SCALZI: Is that ethical? To get work from people without paying them?
STRAÜMANN: Of course it is. They’ll profit from the exposure.
SCALZI: I don’t think a printer is going to want to be paid in exposure.
STRAÜMANN: Then release the book electronically to skip on all those printing costs!
SCALZI: Yes! And then sell it for a reasonable price!
STRAÜMANN (shrugs): Well, do what you want. I’ll be getting it off a torrent.
STRAÜMANN (brandishing his electronic reader): I paid $300 for this thing! Honestly, how much do you expect me to pay to fill it?
SCALZI: So, pay people nothing to help me create a book I make nothing on, for people who will refuse to pay for it.
STRAÜMANN: I wouldn’t put it that way. But yes.
STRAÜMANN and SCALZI stand for a moment, silent.
SCALZI: I’m trying to remember if you voted for Obama.
STRAÜMANN (snorts): As if I’d vote for a Communist.
SEVERAL MONTHS have passed. SCENE OPENS on STRAÜMANN and SCALZI, standing.
STRAÜMANN: Dude, where the fuck is that sequel? I’m dying over here.
SCALZI: Well, I was going to write it, but when I tried to find editors and artists to work on it for free, I kind of hit a road block. The ones who were good wouldn’t work for free, and the ones that were free weren’t good.
STRAÜMANN (rolls his eyes): Well, duh. I could have told you that.
STRAÜMANN: But that’s not important now. What’s important is that we get you writing again.
SCALZI: But I don’t have the money to make another book with professional help, and I don’t have the time to make another book on my own.
STRAÜMANN: As it happens, I have a solution for you. And look, here she is.
ENTER KRISTINE SCALZI from STAGE LEFT.
STRAÜMANN: Mrs. Scalzi, a word, please.
STRAÜMANN: As you may know, your husband is a writer. But he is finding it difficult to do writing recently because of issues of cost and time. I know that you are the organized, financially-minded person in your relationship, so allow me to suggest to you that you become his publisher. While he writes, you locate and pay for an editor, a copy editor, a cover artist, a book designer, a publicist, a printer and a distributor. This will leave him free to focus on his craft, and the sequel I so desire.

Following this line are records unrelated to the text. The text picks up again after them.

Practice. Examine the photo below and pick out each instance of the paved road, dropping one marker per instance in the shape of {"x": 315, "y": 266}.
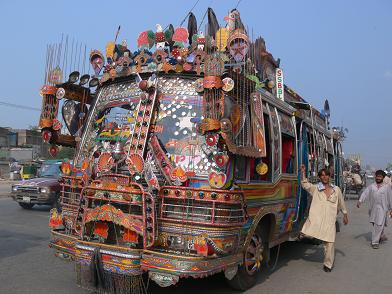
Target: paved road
{"x": 27, "y": 265}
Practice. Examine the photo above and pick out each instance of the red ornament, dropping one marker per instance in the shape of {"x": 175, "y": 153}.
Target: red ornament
{"x": 175, "y": 52}
{"x": 46, "y": 135}
{"x": 143, "y": 85}
{"x": 56, "y": 125}
{"x": 220, "y": 160}
{"x": 211, "y": 140}
{"x": 53, "y": 150}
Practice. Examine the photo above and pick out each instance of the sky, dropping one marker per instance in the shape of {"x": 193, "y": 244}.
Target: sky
{"x": 339, "y": 50}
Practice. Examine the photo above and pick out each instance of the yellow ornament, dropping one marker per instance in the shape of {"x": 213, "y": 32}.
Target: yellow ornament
{"x": 110, "y": 50}
{"x": 262, "y": 168}
{"x": 221, "y": 37}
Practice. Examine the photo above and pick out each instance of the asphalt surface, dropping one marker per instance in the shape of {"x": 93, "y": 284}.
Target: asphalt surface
{"x": 27, "y": 265}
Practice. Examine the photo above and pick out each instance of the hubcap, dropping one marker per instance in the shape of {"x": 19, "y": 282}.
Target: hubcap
{"x": 254, "y": 255}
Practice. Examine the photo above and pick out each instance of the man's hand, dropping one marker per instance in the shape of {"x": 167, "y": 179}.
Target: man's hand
{"x": 345, "y": 219}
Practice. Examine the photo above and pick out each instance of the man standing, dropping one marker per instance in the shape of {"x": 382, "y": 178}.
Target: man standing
{"x": 379, "y": 195}
{"x": 327, "y": 199}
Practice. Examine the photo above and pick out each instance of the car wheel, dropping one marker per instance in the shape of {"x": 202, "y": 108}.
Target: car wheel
{"x": 26, "y": 205}
{"x": 246, "y": 275}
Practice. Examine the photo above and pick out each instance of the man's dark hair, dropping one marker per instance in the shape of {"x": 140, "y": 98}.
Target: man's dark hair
{"x": 325, "y": 171}
{"x": 380, "y": 173}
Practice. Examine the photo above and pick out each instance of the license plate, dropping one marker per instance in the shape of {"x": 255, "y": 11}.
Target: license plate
{"x": 26, "y": 199}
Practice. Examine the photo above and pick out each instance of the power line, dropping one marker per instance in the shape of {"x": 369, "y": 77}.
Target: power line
{"x": 19, "y": 106}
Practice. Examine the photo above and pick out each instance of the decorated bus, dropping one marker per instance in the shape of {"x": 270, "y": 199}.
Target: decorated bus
{"x": 187, "y": 156}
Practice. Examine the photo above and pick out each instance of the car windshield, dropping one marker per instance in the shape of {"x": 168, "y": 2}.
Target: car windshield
{"x": 49, "y": 170}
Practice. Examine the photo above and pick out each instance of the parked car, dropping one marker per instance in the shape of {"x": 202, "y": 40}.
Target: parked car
{"x": 43, "y": 190}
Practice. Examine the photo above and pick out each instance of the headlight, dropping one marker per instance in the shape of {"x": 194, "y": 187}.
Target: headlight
{"x": 44, "y": 190}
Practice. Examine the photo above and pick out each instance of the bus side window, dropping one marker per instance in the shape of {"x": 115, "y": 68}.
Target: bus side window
{"x": 288, "y": 154}
{"x": 253, "y": 162}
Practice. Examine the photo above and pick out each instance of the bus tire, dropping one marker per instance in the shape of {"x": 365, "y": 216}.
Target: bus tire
{"x": 247, "y": 273}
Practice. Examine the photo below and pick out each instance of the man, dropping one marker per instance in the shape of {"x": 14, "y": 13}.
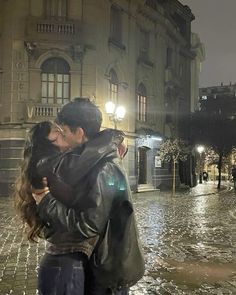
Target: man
{"x": 105, "y": 226}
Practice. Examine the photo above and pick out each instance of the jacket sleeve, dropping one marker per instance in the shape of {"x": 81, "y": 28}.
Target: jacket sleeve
{"x": 86, "y": 222}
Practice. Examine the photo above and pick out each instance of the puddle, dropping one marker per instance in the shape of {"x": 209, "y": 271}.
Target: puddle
{"x": 195, "y": 273}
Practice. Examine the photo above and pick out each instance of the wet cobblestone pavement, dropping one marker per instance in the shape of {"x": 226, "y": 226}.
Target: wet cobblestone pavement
{"x": 189, "y": 242}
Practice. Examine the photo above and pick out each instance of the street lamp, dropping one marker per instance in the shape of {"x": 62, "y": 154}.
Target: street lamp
{"x": 200, "y": 150}
{"x": 115, "y": 113}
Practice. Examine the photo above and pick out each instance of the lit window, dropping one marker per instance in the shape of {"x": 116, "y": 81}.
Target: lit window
{"x": 56, "y": 8}
{"x": 142, "y": 104}
{"x": 116, "y": 24}
{"x": 55, "y": 81}
{"x": 113, "y": 86}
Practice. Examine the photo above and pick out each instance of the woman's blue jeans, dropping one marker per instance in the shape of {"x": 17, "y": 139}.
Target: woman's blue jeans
{"x": 62, "y": 274}
{"x": 65, "y": 275}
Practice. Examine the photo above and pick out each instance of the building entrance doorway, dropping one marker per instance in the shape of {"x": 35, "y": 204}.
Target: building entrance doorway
{"x": 142, "y": 165}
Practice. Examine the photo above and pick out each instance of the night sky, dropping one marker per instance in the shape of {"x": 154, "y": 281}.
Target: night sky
{"x": 215, "y": 23}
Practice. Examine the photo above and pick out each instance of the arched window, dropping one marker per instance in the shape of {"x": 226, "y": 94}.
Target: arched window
{"x": 113, "y": 86}
{"x": 56, "y": 8}
{"x": 142, "y": 103}
{"x": 55, "y": 81}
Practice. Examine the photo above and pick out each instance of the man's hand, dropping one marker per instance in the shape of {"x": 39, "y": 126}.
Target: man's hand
{"x": 39, "y": 194}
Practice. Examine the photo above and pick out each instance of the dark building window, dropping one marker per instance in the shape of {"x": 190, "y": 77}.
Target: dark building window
{"x": 169, "y": 57}
{"x": 116, "y": 24}
{"x": 56, "y": 8}
{"x": 113, "y": 86}
{"x": 55, "y": 79}
{"x": 142, "y": 103}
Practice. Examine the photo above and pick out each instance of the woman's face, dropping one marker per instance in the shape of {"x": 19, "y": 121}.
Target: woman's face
{"x": 56, "y": 137}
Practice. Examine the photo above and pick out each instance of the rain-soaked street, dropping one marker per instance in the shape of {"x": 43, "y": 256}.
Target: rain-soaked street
{"x": 189, "y": 242}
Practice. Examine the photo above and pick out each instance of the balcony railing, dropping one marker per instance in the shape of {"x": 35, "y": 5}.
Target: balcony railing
{"x": 54, "y": 29}
{"x": 45, "y": 27}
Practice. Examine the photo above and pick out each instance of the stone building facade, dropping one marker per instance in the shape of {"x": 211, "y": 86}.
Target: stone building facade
{"x": 136, "y": 53}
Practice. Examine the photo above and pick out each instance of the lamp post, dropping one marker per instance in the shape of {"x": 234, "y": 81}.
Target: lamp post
{"x": 115, "y": 113}
{"x": 200, "y": 150}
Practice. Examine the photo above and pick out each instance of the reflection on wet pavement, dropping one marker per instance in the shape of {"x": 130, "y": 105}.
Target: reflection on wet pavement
{"x": 189, "y": 242}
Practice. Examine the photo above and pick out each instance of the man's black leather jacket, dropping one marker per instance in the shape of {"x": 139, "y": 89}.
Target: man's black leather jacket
{"x": 101, "y": 197}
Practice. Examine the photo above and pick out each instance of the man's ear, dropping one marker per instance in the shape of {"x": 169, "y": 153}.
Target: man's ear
{"x": 80, "y": 135}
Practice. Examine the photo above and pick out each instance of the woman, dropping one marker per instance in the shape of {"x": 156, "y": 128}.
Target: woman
{"x": 44, "y": 140}
{"x": 42, "y": 150}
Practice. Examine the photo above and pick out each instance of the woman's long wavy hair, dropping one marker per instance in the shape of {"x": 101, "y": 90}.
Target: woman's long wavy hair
{"x": 37, "y": 146}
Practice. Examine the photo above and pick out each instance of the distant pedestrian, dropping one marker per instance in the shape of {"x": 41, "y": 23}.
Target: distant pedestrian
{"x": 234, "y": 176}
{"x": 205, "y": 176}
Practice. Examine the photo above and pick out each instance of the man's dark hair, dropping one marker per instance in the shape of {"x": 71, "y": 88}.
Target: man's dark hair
{"x": 81, "y": 113}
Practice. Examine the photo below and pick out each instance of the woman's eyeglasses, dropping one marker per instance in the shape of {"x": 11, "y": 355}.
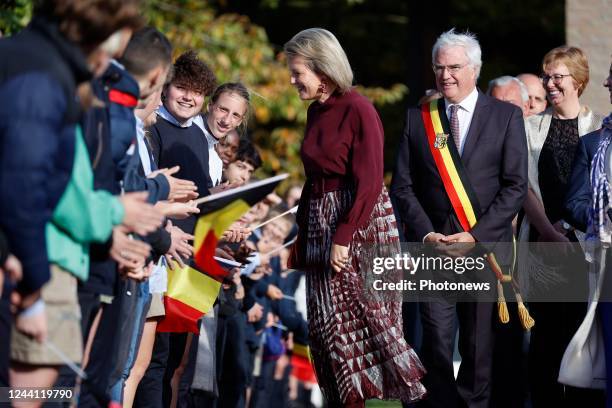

KRISTINE: I see. And you propose I fund these people how?
STRAÜMANN: Well, I’m sure I don’t know, Mrs. Scalzi, but I have faith in your ability to do so.
KRISTINE: So to recap, you want me to quit my full-time job and devote all my time to my husband’s career.
STRAÜMANN: Of course not! I never said for you to quit your job. You need the health insurance.
KRISTINE: Ah. Could you come over here for just a second?
STRAÜMANN (walks toward KRISTINE): Yes?
KRISTINE clocks STRAÜMANN in the head, stunning him, then rips off his testicles, stuffs them into his mouth and sets him on fire while he chokes on them. STRAÜMANN dies.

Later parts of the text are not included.